On the considerations behind FDI decisions, Chang notes that evidence available suggest that "growth leads FDI rather than the other way around, and that "it is questionable whether adopting a more liberal FDI policy will lead to increase in FDI flows, in the absence of policies that will substantially improve the economic prospects of the country". So long as host country policies do not involve asset appropriation and other measures threatening basic capitalist property relations, FDI policies seem much less important than other factors, such as the growth prospect of a country's domestic market, or the country's political stability, in determining TNC investment decisions.

"Overall, the regulatory regime visavis TNCs is, as far as it is not impossibly restrictive, only a minor consideration in TNCs' choice of investment sites, when compared to things like market growth prospect. Promoting growth seems to be a more effective way of attracting FDI than liberalising FDI policies."

In terms of policy options, Chang suggests that intelligent governments should try, as some East Asian countries have done, their best to use TNCs in a strategic way to acquire the necessary capital, technology, marketing networks etc.

"An intelligent government pursuing a strategic industrial policy will not have a 'uniform' policy towards TNCs across industries -- unlike what is recommended by many Neo-Liberal economists. Each industry serves different functions in the greater scheme of industrial development and it will be foolish to have either uniformly restrictive or uniformly liberal policies towards TNCs across different industries.
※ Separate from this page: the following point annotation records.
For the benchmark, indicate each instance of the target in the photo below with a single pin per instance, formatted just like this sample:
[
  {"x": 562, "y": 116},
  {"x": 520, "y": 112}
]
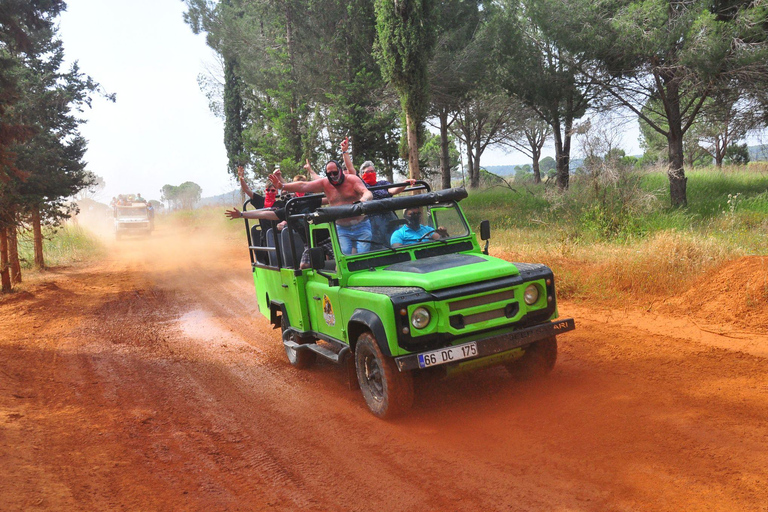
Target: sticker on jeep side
[{"x": 328, "y": 315}]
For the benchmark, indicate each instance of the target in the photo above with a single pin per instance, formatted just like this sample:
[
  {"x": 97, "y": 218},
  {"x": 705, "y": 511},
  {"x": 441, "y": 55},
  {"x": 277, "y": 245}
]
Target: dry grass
[{"x": 664, "y": 264}]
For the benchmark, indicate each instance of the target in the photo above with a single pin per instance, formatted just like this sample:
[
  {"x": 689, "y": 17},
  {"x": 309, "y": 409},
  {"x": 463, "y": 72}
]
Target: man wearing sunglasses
[{"x": 340, "y": 189}]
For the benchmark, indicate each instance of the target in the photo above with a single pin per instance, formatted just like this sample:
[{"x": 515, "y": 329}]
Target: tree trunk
[
  {"x": 676, "y": 171},
  {"x": 5, "y": 274},
  {"x": 38, "y": 238},
  {"x": 474, "y": 174},
  {"x": 445, "y": 163},
  {"x": 13, "y": 254},
  {"x": 413, "y": 146},
  {"x": 562, "y": 155},
  {"x": 536, "y": 154}
]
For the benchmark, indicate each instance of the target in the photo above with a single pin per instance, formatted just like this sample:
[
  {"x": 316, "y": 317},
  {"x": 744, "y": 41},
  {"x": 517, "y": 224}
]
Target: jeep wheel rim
[{"x": 373, "y": 377}]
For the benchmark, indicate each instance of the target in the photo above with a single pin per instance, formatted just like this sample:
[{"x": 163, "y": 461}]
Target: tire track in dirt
[{"x": 164, "y": 390}]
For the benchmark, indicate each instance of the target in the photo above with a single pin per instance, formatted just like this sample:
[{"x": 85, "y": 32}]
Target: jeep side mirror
[
  {"x": 317, "y": 258},
  {"x": 485, "y": 234},
  {"x": 317, "y": 263},
  {"x": 485, "y": 230}
]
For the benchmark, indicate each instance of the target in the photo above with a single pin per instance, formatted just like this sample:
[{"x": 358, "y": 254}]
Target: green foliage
[
  {"x": 63, "y": 246},
  {"x": 731, "y": 208},
  {"x": 41, "y": 149},
  {"x": 430, "y": 152},
  {"x": 233, "y": 116},
  {"x": 737, "y": 154},
  {"x": 547, "y": 164}
]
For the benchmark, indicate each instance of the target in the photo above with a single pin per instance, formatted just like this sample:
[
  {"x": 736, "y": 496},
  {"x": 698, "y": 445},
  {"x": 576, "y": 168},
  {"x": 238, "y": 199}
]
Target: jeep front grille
[
  {"x": 507, "y": 307},
  {"x": 481, "y": 300}
]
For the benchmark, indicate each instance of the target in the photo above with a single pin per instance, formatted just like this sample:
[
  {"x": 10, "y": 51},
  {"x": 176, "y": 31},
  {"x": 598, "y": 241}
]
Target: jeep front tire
[{"x": 387, "y": 391}]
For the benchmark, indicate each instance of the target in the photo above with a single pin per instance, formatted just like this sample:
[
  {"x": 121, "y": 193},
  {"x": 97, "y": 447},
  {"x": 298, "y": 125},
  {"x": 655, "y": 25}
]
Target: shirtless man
[{"x": 340, "y": 189}]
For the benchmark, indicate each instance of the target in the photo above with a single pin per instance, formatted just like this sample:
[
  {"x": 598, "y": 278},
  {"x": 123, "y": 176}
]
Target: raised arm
[
  {"x": 243, "y": 185},
  {"x": 297, "y": 186},
  {"x": 311, "y": 173},
  {"x": 397, "y": 190},
  {"x": 360, "y": 188},
  {"x": 347, "y": 159}
]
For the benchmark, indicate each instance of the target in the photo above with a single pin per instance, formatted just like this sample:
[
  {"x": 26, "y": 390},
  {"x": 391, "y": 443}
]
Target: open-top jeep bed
[{"x": 441, "y": 303}]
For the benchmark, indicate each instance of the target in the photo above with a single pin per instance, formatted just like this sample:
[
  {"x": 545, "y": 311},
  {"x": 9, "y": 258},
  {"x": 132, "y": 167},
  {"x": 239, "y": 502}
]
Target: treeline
[
  {"x": 299, "y": 75},
  {"x": 41, "y": 149},
  {"x": 182, "y": 197}
]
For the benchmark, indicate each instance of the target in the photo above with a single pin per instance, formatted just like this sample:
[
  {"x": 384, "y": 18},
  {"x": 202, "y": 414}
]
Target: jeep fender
[
  {"x": 366, "y": 320},
  {"x": 274, "y": 309}
]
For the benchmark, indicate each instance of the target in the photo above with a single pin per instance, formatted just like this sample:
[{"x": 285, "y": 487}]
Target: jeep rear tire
[
  {"x": 537, "y": 361},
  {"x": 298, "y": 358},
  {"x": 387, "y": 391}
]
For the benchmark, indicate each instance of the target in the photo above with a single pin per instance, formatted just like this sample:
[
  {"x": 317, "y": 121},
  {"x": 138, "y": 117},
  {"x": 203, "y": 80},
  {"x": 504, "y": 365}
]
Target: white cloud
[{"x": 160, "y": 131}]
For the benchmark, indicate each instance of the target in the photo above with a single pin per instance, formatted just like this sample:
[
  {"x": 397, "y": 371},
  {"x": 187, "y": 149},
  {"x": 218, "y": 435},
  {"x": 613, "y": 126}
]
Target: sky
[{"x": 160, "y": 130}]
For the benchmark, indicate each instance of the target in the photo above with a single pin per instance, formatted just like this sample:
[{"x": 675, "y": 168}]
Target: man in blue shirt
[{"x": 413, "y": 230}]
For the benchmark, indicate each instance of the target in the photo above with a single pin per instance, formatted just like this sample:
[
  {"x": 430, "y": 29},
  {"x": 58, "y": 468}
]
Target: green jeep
[{"x": 440, "y": 302}]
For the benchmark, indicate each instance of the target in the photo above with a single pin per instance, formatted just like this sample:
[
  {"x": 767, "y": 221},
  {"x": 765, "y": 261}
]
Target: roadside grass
[
  {"x": 65, "y": 245},
  {"x": 620, "y": 240}
]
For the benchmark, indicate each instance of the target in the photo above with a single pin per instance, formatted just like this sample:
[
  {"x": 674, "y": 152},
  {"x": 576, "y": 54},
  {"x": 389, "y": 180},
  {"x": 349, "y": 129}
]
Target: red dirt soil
[{"x": 149, "y": 382}]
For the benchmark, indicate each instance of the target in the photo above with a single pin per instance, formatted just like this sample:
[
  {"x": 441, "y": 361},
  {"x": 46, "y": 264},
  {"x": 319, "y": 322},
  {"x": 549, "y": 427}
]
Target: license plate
[{"x": 447, "y": 355}]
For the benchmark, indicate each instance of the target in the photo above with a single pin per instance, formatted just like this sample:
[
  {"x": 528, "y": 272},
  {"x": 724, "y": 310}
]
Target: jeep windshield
[
  {"x": 131, "y": 212},
  {"x": 398, "y": 223},
  {"x": 405, "y": 228}
]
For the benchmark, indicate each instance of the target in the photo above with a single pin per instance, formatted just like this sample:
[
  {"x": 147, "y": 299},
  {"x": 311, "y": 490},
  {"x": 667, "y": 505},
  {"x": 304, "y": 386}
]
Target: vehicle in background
[{"x": 133, "y": 219}]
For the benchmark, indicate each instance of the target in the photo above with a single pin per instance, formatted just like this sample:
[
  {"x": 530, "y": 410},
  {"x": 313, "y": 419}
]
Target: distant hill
[
  {"x": 509, "y": 170},
  {"x": 758, "y": 153},
  {"x": 226, "y": 199}
]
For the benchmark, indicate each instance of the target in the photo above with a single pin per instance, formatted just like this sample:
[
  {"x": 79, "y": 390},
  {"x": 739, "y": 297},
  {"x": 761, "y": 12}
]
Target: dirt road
[{"x": 149, "y": 382}]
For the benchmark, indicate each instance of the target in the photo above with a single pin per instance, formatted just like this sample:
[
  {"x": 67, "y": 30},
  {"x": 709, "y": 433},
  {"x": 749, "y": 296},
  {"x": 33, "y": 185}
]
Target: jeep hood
[{"x": 437, "y": 272}]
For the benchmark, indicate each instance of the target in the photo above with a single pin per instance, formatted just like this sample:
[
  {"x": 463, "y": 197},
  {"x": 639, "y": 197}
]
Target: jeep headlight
[
  {"x": 420, "y": 317},
  {"x": 531, "y": 294}
]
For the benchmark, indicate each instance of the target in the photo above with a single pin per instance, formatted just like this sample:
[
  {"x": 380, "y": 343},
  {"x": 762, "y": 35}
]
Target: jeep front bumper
[{"x": 500, "y": 343}]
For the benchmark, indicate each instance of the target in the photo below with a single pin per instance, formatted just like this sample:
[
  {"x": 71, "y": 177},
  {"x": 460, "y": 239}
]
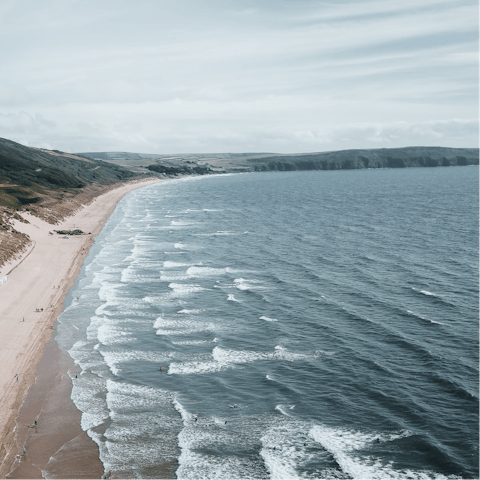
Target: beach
[{"x": 30, "y": 301}]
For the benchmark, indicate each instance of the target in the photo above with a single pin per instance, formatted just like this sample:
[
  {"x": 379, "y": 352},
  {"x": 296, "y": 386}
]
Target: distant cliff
[
  {"x": 360, "y": 159},
  {"x": 407, "y": 157}
]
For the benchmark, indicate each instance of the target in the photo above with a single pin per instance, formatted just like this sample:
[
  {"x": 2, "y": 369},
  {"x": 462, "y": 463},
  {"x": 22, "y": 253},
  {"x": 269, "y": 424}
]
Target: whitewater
[{"x": 293, "y": 325}]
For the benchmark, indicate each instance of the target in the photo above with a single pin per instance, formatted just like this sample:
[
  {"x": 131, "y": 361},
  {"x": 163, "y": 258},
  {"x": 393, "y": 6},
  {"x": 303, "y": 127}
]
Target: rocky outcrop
[
  {"x": 360, "y": 159},
  {"x": 187, "y": 168}
]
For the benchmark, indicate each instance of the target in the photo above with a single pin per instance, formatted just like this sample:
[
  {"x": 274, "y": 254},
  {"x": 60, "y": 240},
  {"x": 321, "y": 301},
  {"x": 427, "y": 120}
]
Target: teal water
[{"x": 297, "y": 325}]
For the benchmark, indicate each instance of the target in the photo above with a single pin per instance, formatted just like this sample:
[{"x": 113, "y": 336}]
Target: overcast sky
[{"x": 158, "y": 76}]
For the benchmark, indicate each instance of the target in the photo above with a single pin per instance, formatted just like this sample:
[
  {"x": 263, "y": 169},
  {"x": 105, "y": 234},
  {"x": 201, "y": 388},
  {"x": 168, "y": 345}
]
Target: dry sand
[{"x": 41, "y": 280}]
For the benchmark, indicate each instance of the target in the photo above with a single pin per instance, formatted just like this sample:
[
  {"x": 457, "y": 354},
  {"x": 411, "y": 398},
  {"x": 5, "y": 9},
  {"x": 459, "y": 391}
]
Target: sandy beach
[{"x": 30, "y": 302}]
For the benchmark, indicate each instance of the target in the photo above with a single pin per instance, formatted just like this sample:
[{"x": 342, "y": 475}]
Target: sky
[{"x": 211, "y": 76}]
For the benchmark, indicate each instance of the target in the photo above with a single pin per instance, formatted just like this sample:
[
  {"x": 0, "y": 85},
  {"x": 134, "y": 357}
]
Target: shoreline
[{"x": 42, "y": 280}]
This also means that the same industry may, and indeed should, become more or less open to FDI, depending on the changes in various internal and external conditions that affects it.
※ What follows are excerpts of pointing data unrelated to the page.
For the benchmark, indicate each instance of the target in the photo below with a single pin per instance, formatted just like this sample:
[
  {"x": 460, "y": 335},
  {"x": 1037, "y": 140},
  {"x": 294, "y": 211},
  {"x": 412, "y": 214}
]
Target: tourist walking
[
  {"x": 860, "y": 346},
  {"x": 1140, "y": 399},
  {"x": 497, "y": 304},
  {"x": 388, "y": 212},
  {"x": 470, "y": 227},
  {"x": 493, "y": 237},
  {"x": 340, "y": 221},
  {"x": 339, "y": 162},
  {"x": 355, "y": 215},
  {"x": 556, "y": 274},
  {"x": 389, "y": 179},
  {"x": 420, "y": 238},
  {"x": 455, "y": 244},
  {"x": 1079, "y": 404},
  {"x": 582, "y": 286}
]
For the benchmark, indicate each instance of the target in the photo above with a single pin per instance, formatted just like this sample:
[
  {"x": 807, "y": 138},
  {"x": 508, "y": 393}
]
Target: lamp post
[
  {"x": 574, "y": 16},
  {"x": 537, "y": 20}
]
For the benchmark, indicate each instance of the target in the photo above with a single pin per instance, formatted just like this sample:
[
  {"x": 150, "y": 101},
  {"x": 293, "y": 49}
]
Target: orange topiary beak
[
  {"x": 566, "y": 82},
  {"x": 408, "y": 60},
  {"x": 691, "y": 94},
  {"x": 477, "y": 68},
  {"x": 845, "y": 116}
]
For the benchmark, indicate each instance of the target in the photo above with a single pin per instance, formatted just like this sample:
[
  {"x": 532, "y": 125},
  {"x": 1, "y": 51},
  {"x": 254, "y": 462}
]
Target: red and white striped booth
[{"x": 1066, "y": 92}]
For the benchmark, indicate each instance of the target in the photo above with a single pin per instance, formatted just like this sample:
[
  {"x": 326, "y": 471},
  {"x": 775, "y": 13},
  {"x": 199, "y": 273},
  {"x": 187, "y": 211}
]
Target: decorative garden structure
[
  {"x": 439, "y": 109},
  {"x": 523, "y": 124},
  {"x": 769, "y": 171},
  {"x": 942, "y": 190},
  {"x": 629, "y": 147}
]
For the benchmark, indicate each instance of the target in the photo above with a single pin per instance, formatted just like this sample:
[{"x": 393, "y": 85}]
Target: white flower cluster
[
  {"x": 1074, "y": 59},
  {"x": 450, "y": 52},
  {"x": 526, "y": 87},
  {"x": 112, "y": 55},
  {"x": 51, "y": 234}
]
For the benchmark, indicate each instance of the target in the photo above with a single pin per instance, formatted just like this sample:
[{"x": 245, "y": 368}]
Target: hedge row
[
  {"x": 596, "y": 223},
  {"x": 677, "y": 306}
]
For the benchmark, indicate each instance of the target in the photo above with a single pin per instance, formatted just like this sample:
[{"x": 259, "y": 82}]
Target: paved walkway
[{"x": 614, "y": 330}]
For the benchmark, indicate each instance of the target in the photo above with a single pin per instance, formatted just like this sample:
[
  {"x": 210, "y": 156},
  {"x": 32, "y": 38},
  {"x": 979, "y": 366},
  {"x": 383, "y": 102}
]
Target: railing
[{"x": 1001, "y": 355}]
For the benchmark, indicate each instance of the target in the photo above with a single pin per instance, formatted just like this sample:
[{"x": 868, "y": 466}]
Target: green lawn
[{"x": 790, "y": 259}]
"A government could initially have a liberal FDI policy for a new industry in order to establish it, but subsequently impose tougher restrictions on TNC subsidiaries when it is deemed that the industry have developed sufficient technological capability and therefore local firms will be able to stand on their own feet with a little extra help and push. Alternatively, when there is a major technological change in a certain industry which makes the country's present technological capability inadequate for international competition, the government may relax rules concerning TNC participation in the industry."

But it is one thing to use TNCs in a strategic manner, and another to be able to afford to play such a strategic game. The poorest developing countries will have weak bargaining power with TNCs in most industries, since those where they are attractive investment sites are those where TNCs are most mobile.

But many developing countries do have some 'bargaining chips' in relation to some industries -- especially where transportation costs (to supply the market) are relatively high and proximity to consumers are important for marketing -- such as China, India, Brazil and the rapidly growing East Asian economies. Others -- east Europeans, Vietnam and China -- because of their anticapitalist path have a relatively well-educated and well-trained labour force. Yet others have locational advantages -- e.g. Mexico visavis USA and central European and Southern Europeans visavis the richer West Europeans.

Having a potential bargaining power does not directly translate into the right amount and composition of incoming FDI, unless general economic conditions are right, and the government is administratively capable of actually exercising such power.

"However, adopting liberal FDI policies across all sectors and industries," Chang said, "will mean giving up one's potential bargaining power in those sectors where one has it before even exercising it, and therefore does not seem particularly wise. Even if many developing countries have relatively little bargaining power visavis TNCs and that such power may be diminishing with globalization, this does not mean they should give up what little bargaining power they still have, as what the national governments do still matter greatly for the determination of the costs and benefits of FDI."

Chang adds: "The current argument for liberal policies for TNCs in developing countries, based on the 'globalization' thesis, are at best distracting attention from more important issues, or at worst being used, if unconsciously, as a stooge in scare tactic to drive more developing countries onto a Neo-liberal 'reform' path."